If it seems to you as though rents are rising faster than wages, you’re not imagining it. Recently released data shows that private rents across England have risen by 16% in the last 7 years while worker pay has increased by only 10%. Wages are most certainly not keeping up with the rental market.
The Shelter charity notes that the most serious disparities between rental rates and worker income exists in the greater London area. But the charity also says that the problem is spreading into Middle England as well.
For people who have no other choice but to rent, this is a troubling trend. Workers unable to find affordable properties in major metropolitan areas have always had smaller towns and the countryside to fall back on. But even that strategy is no longer reliable.
The Worst Areas in the UK
What we know about the housing market would seem to dictate that the disparity between rental rates and income is not equal across the board. In other words, there are some regions of the country where the problem is more severe.
In reporting on the recently-released data from Shelter, the Mirror demonstrated as much by ranking the top 20 areas in England with the most profound rental rate problems. At the top of the list is Barking and Dagenham. Average rents there have risen some 42% as compared to a 2% increase in household wages.
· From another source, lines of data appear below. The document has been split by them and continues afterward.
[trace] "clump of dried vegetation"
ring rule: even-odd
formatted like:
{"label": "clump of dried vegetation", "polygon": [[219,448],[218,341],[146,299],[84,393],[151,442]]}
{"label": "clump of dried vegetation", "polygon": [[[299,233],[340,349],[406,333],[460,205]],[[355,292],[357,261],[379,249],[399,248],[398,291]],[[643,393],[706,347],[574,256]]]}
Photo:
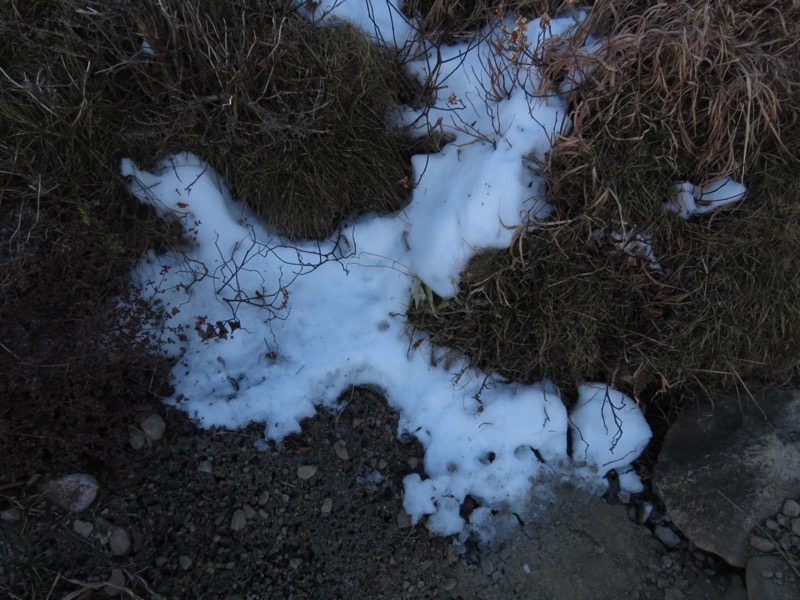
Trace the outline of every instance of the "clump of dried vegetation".
{"label": "clump of dried vegetation", "polygon": [[570,0],[405,0],[403,12],[419,19],[420,31],[436,41],[452,43],[474,37],[475,30],[498,14],[515,12],[525,17],[555,15],[573,4]]}
{"label": "clump of dried vegetation", "polygon": [[[652,396],[788,374],[800,357],[798,40],[795,2],[600,0],[571,37],[515,56],[542,74],[540,92],[567,92],[573,128],[532,164],[554,216],[476,256],[460,294],[414,311],[415,325],[522,381],[597,378]],[[690,220],[665,211],[675,184],[726,176],[747,185],[744,200]],[[647,236],[662,268],[614,234]]]}
{"label": "clump of dried vegetation", "polygon": [[0,4],[0,483],[102,460],[167,386],[128,273],[180,233],[132,198],[122,157],[194,152],[291,237],[406,202],[412,142],[387,111],[418,90],[296,5]]}

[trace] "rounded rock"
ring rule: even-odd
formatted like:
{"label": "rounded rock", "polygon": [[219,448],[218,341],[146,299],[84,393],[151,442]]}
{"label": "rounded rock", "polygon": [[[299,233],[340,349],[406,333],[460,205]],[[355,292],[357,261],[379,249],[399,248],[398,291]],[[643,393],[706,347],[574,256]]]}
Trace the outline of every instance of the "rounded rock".
{"label": "rounded rock", "polygon": [[331,514],[332,510],[333,510],[333,500],[331,498],[325,498],[325,500],[322,501],[322,509],[321,509],[322,514],[329,515]]}
{"label": "rounded rock", "polygon": [[131,536],[122,527],[112,527],[108,534],[108,545],[114,556],[126,556],[131,551]]}
{"label": "rounded rock", "polygon": [[658,539],[658,541],[660,541],[670,550],[680,546],[681,543],[680,536],[678,536],[677,533],[672,531],[672,529],[670,529],[666,525],[656,525],[655,529],[653,530],[653,535],[655,535],[656,539]]}
{"label": "rounded rock", "polygon": [[800,517],[800,503],[790,498],[783,503],[783,510],[781,512],[790,519]]}
{"label": "rounded rock", "polygon": [[297,467],[297,476],[303,480],[311,479],[317,472],[318,468],[319,467],[316,465],[303,465],[302,467]]}
{"label": "rounded rock", "polygon": [[141,450],[147,444],[147,436],[141,431],[131,431],[131,448],[134,450]]}
{"label": "rounded rock", "polygon": [[111,575],[106,580],[106,585],[103,588],[103,591],[106,593],[106,596],[114,598],[119,596],[124,587],[125,574],[122,572],[122,569],[113,569],[111,571]]}
{"label": "rounded rock", "polygon": [[758,535],[750,536],[750,545],[759,552],[771,552],[775,549],[775,542]]}
{"label": "rounded rock", "polygon": [[188,571],[192,566],[192,559],[185,554],[181,554],[178,558],[178,564],[181,566],[181,569]]}
{"label": "rounded rock", "polygon": [[79,521],[78,519],[75,519],[72,522],[72,531],[81,537],[87,538],[92,535],[92,531],[94,531],[94,525],[87,521]]}
{"label": "rounded rock", "polygon": [[91,475],[72,473],[50,482],[45,495],[56,506],[78,513],[89,508],[99,489],[100,484]]}
{"label": "rounded rock", "polygon": [[156,442],[161,439],[161,436],[164,435],[164,431],[167,429],[167,424],[164,423],[164,419],[162,419],[160,415],[153,414],[146,417],[141,423],[139,423],[139,427],[142,428],[142,431],[144,431],[144,434],[148,438]]}
{"label": "rounded rock", "polygon": [[233,517],[231,517],[231,529],[233,531],[241,531],[247,525],[247,516],[244,514],[244,511],[239,508],[233,511]]}
{"label": "rounded rock", "polygon": [[341,460],[350,460],[350,454],[347,452],[347,444],[344,440],[339,440],[333,445],[333,451],[336,456]]}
That makes for a difference of 40 percentage points.
Rounding out the top five are Elmbridge, South Oxfordshire, Dartford, and Kingston upon Thames. In three of those regions, household wages have actually fallen since 2011. Yet rents have continued to rise.
No Better in London
What happens in London tends to spread across most of the rest of England, so we would expect comparable numbers for the rental market in the capital. According to the Independent, the rental rate for a typical two-bedroom flat in London has outpaced earnings buy nearly three times since 2011.
That 2-bedroom flat had climbed to £1,500 per month by the end of last year while earnings increased by just 9%. Things outside the city proper haven’t been much better. Rental rates for 2-bedroom flats are up more than 30% in 16 of London’s 33 boroughs.
Worst in the greater London area is Greenwich, where rental rates have jumped some 50% as opposed to wage increases of just over 7%. The numbers clearly show an untenable situation among workers who simply don’t earn enough to both pay the rent and put money away for a downpayment on a house.
It is clear we have a problem in England where rental properties are concerned. The Guardian notes that the number of household now renting privately has increased by 74% since 2007. Private sector rentals now account for 20% of all English households.
As for renters, they are spending roughly 41% of their income on rent alone. Their home owning counterparts spend a mere 19% of their income on mortgage payments. The disparity shows a stark reality: although it may be cheaper to own a home and pay a mortgage, it is too expensive to actually get to a place of home ownership.
So, what is the solution? Several have been suggested by politicians, business leaders, and housing advocates:
1. Build More Social Housing
Housing crisis discussions are almost always accompanied by calls to build more social housing. This is nothing new. We have been discussing the merits of social housing and the need to build more of it for decades now. Some say that the time for discussion has long since passed. They say that the only real solution to the housing crisis is for the government to step in and build more affordable housing.
2. Three-Year Tenancies
The Guardian reports that some 80% of current tenancies in England and Wales are set at either 6 or 12 months. The government has proposed new rules that would give tenants 3-year deals that would still allow them to leave early. As the thinking goes, 3-year tenancies would prevent landlords from evicting on short notice and slow the rise of rental rates at the same time.
3. Higher Wages
Another proposal seeks to encourage employers to increase wages in order to give workers more to spend on rent. How such a plan would actually work is anyone’s guess. It may not be feasible to force employers to tie wages to rental rates and, even if it were, arbitrary regulation of worker wages tends to have a negative impact on the national economy.
The Consequences of Inaction
None of the proposals intended to fix the rental rate problem is perfect. Quite frankly, the only solution likely to work will be a combination of all the current proposals and some yet to be revealed. The fact is that the current housing crisis is far more complex then simply the disparity between rental rates and wages.
What we must not do is ignore the problem in hopes that it will go away. The consequences of inaction could be too steep to overcome if we allow them to occur. Among those consequences is the inevitable rise of homelessness.
When people cannot afford to rent, they also cannot afford to save money to buy a home. Their only remaining choices are social housing and homelessness. Continuing to ignore the problem will only put more stress on already inadequate social housing, thus leading to fewer available houses and a higher risk of homelessness.
Another consequence is the inevitable migration of workers away from unaffordable urban areas. Although the problem of high rental rates is spreading across England, it is still note severe in London and other urban centres.
Mass migration away from those urban centres will result in a depleted workforce. In turn, businesses that rely on lower-paid workers will have to relocate as well. The gradual decline of our cities will follow.
The numbers don’t lie. Rental rates in England are rising faster than wages. It is an untenable situation requiring a solution sooner rather than later. The only question is whether or not those who have the power to make the necessary changes actually have the will to do so.